COVID-19 fraud scams are sweeping the nation via robocalls, texts, emails, and imposter schemes. As of April 28, 2020, the Federal Trade Commission (FTC) reported 27,820 consumer complaints related just to the virus outbreak, including 15,000 complaints about fraud. (Victims reported losing a median of $541, or a total of $20.4 million.)
Fraudsters have ramped up their attempts to reach out and defraud by using the news headlines to prey upon their victims’ fears of healthcare and economic concerns. Many of the scams reported involve:
- Fake COVID-19 testing sites (Use only approved testing sites affiliated with trusted hospitals and stay away from any sites that advertise “free to Medicare beneficiaries.”)
- High demand products like surgical masks, antibacterial gel, or test kits (Fraudsters will offer you a deal, then take your money, but they won’t deliver the product you ordered.)
- “Too good to be true” COVID cures (No cure exists as of now, so beware of phony remedies. When there is a cure, you’ll hear about it from the U.S. Centers for Disease Control and Prevention (CDC) or the World Health Organization (WHO).)\
- Speedy economic-impact payments (Don’t exchange your checking account information or Social Security number for the promise of a faster stimulus check.)
- Quick capital (Look out for impersonators who pose as lenders offering to help you with your bills, your credit card debt, or student loans.)
- Investment recommendations for products that will prevent, detect, or cure COVID-19. (If you buy now, you may be sorry later.)
- Fake websites (Domain names containing the terms “coronavirus” or “Covid-19” claiming they represent government agencies or humanitarian organizations could inject malware on your computer.)
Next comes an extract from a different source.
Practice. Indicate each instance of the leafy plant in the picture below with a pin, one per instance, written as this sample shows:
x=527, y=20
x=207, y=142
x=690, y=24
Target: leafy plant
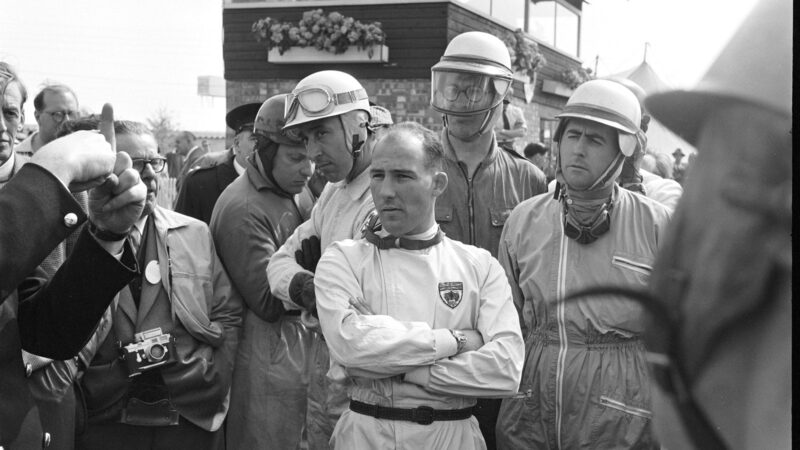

- Emails from purported government or humanitarian organizations (They’re not who they say they are and if you click on any links, you can count on downloading a virus that could infect your computer.)
The best way to avoid falling victim to COVID-19 scams is to follow this advice from the FTC, Federal Communications Commission, and the Securities and Exchange Commission:
- Avoid online offers for coronavirus-related vaccines or cures; they aren’t legitimate.
- Don’t click on links or download files from unexpected emails, even if the email address looks like a company or person you recognize. The same thing goes for text messages and unfamiliar websites.
- Don’t share personal information such as Social Security, Medicare and credit card numbers in response to an unsolicited call, text or email.
- Be wary of fundraising calls or emails seeking money for coronavirus victims or disease research, especially if they pressure you to act fast and request payment by prepaid debit cards or gift cards.
- Ignore phone calls or emails from strangers urging you to invest in a hot new coronavirus stock.
Today’s Fraud of the Day comes from an article, “Coronavirus Scams Spread as Fraudsters Follow the Headlines,” posted on AARP.org on April 28, 2020.
As of April 27, the Federal Trade Commission (FTC) had logged 27,820 consumer complaints related to the outbreak, including nearly 15,000 fraud complaints. Victims have reported losing $20.4 million, with a median loss of $541.
Fraudsters are using the full suite of scam tools — phishing emails and texts, robocalls, impostor schemes and more — and closely following the headlines, adapting their messages and tactics as new medical and economic concerns arise. For example, as coronavirus testing has ramped up in recent weeks, fake testing sites popped up in several states.